Danaba was a town and bishopric in the late Roman province of Phoenicia Secunda.

Location 

Danaba is mentioned by Ptolemy (V, xv, 24) as a town in the territory of Palmyra. According to the Roman road guide known as Peutinger's table (where it is called Danova) it was a Roman military station between Damascus and Palmyra, twenty miles from Nezala.

Today Danaba may be represented by Hafer, a village five miles southeast of Sadad, which in the early 20th century was in the Ottoman vilayet of Damascus; about 300 Jacobite Syrians lived there, most of whom had been converted to Catholicism.

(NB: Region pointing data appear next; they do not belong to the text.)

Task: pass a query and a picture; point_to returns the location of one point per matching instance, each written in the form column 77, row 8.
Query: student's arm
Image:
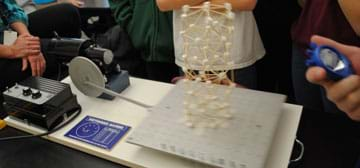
column 77, row 3
column 301, row 3
column 243, row 5
column 346, row 92
column 20, row 27
column 167, row 5
column 351, row 9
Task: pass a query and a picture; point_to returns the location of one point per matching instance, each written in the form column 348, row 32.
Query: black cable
column 49, row 132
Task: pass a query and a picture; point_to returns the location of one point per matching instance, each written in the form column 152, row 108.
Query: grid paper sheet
column 243, row 143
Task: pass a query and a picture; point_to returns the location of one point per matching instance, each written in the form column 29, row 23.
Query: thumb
column 317, row 75
column 24, row 64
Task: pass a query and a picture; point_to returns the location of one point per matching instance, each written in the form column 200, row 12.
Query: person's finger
column 346, row 50
column 317, row 75
column 351, row 102
column 341, row 89
column 24, row 64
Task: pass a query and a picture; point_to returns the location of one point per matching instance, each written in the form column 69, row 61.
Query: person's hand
column 37, row 64
column 25, row 45
column 346, row 92
column 77, row 3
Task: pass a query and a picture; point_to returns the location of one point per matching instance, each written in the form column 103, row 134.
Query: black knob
column 27, row 91
column 36, row 94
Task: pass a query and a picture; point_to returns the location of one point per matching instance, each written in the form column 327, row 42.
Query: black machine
column 46, row 102
column 40, row 101
column 65, row 49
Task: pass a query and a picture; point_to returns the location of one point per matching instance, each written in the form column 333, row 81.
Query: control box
column 40, row 101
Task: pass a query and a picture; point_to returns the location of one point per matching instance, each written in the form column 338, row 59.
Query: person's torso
column 151, row 31
column 246, row 46
column 325, row 18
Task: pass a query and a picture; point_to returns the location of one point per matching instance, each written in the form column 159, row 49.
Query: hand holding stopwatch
column 337, row 66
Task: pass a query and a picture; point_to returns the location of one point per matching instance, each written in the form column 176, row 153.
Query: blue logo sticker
column 98, row 132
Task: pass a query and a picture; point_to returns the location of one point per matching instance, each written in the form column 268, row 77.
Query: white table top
column 151, row 92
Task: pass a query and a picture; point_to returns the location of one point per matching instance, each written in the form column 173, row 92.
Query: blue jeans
column 311, row 96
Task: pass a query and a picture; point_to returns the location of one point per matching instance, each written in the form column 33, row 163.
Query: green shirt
column 149, row 29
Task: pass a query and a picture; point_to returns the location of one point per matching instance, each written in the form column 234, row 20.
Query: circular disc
column 83, row 70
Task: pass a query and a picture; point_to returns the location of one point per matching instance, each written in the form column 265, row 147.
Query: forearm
column 301, row 3
column 351, row 10
column 20, row 28
column 167, row 5
column 243, row 5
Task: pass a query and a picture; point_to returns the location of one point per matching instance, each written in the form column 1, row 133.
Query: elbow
column 250, row 5
column 163, row 5
column 246, row 5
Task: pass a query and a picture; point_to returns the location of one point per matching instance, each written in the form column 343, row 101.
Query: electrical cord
column 49, row 132
column 302, row 149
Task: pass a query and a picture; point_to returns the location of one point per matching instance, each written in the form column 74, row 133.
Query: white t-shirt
column 247, row 46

Sadad and Mahïn have also been proposed as its location.

History

Danaba figures in an Antiochene Notitia episcopatuum of the 6th century as a suffragan of Damascus, and remained so till perhaps the 10th century. Only two bishops are known: Theodore, who attended the Council of Chalcedon in 451, and who subscribed the letter of the bishops of the province to Byzantine Emperor Leo I the Thracian in 458 regarding the murder of Proterius of Alexandria, and Eulogius, present at the Second Council of Constantinople in 553.

No longer a residential bishopric, Danaba is included in the Catholic Church's list of titular sees.

Sources
 Danaba is also mentioned in the book of Jasper. It's king was Angius king of Africa in Danaba. Who fought with Sephora,son of Eliphaze, son of Essau.